Ce livre mérite de figurer au premier rang de la littérature de voyage et le talent de la plume s’associe ici à l’acuité journalistique et au savoir encyclopédique des deux auteurs, Laurent Geslin et Jean-Arnault Dérens, qui sillonnent depuis des années cette Europe de la périphérie, oubliée, négligée bien souvent, l’Europe des empires disparus et des minorités multiples, pour certaines en voie de disparition, l’Europe diverse enfin, si proche de nous géographiquement et pourtant si différente, si méconnue.

Qui connaît aujourd’hui les vieux-croyants du delta du Danube, ces schismatiques orthodoxes venus de Russie, les Tcherkesses du Kosovo dont certains sont revenus dans les années 1990 dans les villages de leurs origines familiales dans le Caucase d’où leurs ancêtres avaient été chassés au XIXe siècle devant l’avancée russe, les Tatars de Crimée déportés en masse en Asie centrale par Staline ou encore les Slovènes de Trieste, sans oublier les Mingrèles de Géorgie, les Pomaks, ces slaves islamisés, de Grèce et les fascinants Grecs pontiques des rives de la mer Noire, lointains héritiers des colons grecs de l’Antiquité qui avaient essaimé leurs comptoirs jusqu’en Crimée et la Colchide ? Mais on veut mentionner également les Arbëresh, ces descendants d’Albanais réfugiés en Italie du sud au XVIe siècle pour fuir le pouvoir ottoman et qui pratiquent toujours un dialecte spécifique dans des villages proches de Crotone.
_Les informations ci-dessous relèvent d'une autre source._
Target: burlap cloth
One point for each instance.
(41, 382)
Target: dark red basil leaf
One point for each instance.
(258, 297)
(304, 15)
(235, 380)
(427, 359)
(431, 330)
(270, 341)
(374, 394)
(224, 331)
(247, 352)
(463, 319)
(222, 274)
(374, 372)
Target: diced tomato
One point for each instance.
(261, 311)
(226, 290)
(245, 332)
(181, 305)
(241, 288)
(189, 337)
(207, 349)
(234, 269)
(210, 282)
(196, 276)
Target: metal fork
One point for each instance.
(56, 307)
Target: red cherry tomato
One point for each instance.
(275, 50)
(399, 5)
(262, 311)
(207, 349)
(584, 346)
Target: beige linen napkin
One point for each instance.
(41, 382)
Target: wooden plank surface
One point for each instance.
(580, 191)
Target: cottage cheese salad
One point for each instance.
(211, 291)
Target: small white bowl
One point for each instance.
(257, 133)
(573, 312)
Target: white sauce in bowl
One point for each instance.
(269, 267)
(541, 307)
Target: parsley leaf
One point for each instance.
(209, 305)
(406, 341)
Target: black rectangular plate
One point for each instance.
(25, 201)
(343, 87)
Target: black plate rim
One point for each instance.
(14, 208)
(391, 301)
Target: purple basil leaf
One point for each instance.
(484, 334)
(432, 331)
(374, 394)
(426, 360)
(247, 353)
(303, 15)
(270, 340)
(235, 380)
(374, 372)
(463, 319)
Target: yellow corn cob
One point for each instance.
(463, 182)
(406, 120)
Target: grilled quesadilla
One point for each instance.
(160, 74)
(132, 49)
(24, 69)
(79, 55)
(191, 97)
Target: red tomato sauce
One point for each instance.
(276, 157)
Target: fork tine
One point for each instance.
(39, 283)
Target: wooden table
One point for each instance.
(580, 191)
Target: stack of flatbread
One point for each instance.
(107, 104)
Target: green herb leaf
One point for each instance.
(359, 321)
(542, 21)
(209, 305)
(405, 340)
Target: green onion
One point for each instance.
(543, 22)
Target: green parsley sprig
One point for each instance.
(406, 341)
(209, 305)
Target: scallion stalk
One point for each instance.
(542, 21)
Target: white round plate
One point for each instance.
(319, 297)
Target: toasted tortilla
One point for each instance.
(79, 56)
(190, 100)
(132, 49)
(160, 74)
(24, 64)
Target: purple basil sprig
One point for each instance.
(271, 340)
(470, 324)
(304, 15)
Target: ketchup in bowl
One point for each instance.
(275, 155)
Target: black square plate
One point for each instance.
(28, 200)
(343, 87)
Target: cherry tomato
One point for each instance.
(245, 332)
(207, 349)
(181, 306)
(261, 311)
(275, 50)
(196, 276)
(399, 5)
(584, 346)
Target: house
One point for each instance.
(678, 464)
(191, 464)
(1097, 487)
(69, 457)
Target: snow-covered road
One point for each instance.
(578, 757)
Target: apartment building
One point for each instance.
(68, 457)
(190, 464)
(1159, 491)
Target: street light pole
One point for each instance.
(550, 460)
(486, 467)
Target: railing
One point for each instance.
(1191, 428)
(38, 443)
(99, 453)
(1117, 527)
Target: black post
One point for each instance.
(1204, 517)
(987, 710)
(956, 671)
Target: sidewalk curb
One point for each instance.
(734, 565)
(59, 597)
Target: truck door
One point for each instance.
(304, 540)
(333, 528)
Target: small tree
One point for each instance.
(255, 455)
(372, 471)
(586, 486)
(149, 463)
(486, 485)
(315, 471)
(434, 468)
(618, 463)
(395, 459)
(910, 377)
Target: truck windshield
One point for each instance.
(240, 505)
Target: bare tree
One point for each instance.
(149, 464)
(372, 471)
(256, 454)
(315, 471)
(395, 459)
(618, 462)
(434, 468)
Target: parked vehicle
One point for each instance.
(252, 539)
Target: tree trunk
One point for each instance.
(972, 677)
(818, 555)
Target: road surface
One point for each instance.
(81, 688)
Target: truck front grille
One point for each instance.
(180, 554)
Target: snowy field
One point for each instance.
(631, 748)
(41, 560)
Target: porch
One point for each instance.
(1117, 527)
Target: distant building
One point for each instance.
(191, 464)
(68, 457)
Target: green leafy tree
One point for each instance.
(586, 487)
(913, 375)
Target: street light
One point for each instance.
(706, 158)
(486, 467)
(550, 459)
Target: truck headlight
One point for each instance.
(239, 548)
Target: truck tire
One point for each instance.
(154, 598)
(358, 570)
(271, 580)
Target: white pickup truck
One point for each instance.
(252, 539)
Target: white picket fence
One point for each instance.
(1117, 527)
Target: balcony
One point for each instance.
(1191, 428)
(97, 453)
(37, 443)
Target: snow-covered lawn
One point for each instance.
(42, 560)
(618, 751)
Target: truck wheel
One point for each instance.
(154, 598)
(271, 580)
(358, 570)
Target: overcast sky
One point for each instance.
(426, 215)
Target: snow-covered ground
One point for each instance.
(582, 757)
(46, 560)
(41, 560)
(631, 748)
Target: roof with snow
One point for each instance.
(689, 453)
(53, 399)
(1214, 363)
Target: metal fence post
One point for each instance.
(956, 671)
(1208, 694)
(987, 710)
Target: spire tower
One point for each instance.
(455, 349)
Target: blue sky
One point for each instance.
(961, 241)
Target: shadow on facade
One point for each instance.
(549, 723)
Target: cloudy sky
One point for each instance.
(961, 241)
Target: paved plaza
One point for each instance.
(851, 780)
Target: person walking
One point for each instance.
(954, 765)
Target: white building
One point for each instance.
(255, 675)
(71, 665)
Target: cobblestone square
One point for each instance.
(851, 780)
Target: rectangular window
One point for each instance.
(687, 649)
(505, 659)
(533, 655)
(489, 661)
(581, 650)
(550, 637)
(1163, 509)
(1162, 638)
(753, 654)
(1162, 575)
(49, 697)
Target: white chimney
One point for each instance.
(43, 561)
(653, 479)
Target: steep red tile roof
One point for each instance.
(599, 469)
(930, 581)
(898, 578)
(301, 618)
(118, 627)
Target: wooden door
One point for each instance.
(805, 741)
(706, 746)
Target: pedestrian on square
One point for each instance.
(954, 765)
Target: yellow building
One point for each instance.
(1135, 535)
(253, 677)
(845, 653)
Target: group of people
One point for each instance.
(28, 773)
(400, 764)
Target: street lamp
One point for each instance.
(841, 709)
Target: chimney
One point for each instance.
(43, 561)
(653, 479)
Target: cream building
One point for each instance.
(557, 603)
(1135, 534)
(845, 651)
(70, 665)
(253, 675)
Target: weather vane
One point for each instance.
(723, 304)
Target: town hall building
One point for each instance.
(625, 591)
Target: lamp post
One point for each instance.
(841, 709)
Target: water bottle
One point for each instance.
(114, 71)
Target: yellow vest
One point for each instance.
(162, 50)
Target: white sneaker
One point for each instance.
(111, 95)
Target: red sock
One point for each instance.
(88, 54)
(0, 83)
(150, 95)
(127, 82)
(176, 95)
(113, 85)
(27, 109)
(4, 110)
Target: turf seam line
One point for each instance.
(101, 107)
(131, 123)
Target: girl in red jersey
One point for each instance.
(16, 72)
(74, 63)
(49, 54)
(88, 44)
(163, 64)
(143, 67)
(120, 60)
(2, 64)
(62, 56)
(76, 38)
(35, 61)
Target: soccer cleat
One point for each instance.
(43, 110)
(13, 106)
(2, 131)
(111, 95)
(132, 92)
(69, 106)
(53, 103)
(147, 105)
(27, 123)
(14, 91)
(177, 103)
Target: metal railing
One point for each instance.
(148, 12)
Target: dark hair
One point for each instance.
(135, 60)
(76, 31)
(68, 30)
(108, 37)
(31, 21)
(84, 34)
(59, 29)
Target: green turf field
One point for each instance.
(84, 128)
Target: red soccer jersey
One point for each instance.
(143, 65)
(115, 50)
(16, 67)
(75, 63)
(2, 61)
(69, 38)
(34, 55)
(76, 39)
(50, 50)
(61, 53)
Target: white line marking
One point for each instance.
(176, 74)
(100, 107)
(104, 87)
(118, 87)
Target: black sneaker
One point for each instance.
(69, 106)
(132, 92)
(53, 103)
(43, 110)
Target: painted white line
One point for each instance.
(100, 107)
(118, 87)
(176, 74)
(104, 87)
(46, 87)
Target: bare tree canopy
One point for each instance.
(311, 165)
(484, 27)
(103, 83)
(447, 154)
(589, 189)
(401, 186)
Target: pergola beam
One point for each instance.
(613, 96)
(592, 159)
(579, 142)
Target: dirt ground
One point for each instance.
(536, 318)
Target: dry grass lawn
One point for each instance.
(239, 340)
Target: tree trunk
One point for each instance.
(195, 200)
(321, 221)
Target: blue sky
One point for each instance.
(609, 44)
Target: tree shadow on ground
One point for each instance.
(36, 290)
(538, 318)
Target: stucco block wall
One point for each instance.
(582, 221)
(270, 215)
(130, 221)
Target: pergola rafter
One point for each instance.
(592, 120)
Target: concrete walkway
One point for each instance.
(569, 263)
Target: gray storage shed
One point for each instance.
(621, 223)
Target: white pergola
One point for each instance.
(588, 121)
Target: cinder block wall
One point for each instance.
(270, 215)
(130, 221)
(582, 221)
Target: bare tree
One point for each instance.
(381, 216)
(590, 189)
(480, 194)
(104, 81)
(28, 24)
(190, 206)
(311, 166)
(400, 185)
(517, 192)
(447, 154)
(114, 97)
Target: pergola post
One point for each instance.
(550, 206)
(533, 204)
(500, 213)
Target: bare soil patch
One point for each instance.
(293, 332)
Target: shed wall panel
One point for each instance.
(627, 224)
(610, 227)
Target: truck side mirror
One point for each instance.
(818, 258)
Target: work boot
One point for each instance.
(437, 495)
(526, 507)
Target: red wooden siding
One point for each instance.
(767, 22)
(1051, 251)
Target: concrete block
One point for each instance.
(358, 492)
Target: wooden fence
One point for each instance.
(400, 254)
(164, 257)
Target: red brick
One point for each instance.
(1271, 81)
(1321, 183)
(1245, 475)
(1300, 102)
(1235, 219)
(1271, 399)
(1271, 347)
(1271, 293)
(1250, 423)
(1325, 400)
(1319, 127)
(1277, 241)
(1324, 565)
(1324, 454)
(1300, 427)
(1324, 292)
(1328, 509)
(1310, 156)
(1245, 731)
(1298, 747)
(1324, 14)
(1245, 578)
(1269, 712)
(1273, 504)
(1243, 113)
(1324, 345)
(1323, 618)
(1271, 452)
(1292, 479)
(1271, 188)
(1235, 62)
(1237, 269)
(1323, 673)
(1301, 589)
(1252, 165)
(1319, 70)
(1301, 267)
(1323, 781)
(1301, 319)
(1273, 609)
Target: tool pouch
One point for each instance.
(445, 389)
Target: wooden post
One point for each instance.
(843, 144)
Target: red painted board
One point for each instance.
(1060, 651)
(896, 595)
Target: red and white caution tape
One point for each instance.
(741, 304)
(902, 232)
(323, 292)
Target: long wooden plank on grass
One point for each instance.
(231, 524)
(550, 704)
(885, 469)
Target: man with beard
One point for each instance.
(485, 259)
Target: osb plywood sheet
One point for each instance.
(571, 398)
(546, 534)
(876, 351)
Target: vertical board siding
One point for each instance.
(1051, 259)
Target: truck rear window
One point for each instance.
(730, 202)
Nous réalisons à chaque page l’ampleur de nos méconnaissances sur le passé et l’extraordinaire richesse ethnique, culturelle, linguistique de ces pays des Balkans et du Caucase dont les regards sont tournés vers l’Europe. À bord de leur vaillant voilier, le Vetton, Jean-Arnault Dérens et Laurent Geslin ont pris leur temps, cabotant le long des rives de l’Adriatique avant de remonter la mer Egée jusqu’à Istanbul, la « ville-monde » avec toutes ses communautés, et poursuivre leur périple par la route, mais toujours au plus près de la mer, en direction du Caucase, puis de la Crimée, avant d’achever leur aventure à l’embouchure du Danube, « là où se mêlent les eaux ».

Laurent Geslin et Jean-Arnault Dérens, Là où se mêlent les eaux, des Balkans au Caucase, dans l’Europe des confins, Éditions La Découverte, Paris, 2018, 352 pages.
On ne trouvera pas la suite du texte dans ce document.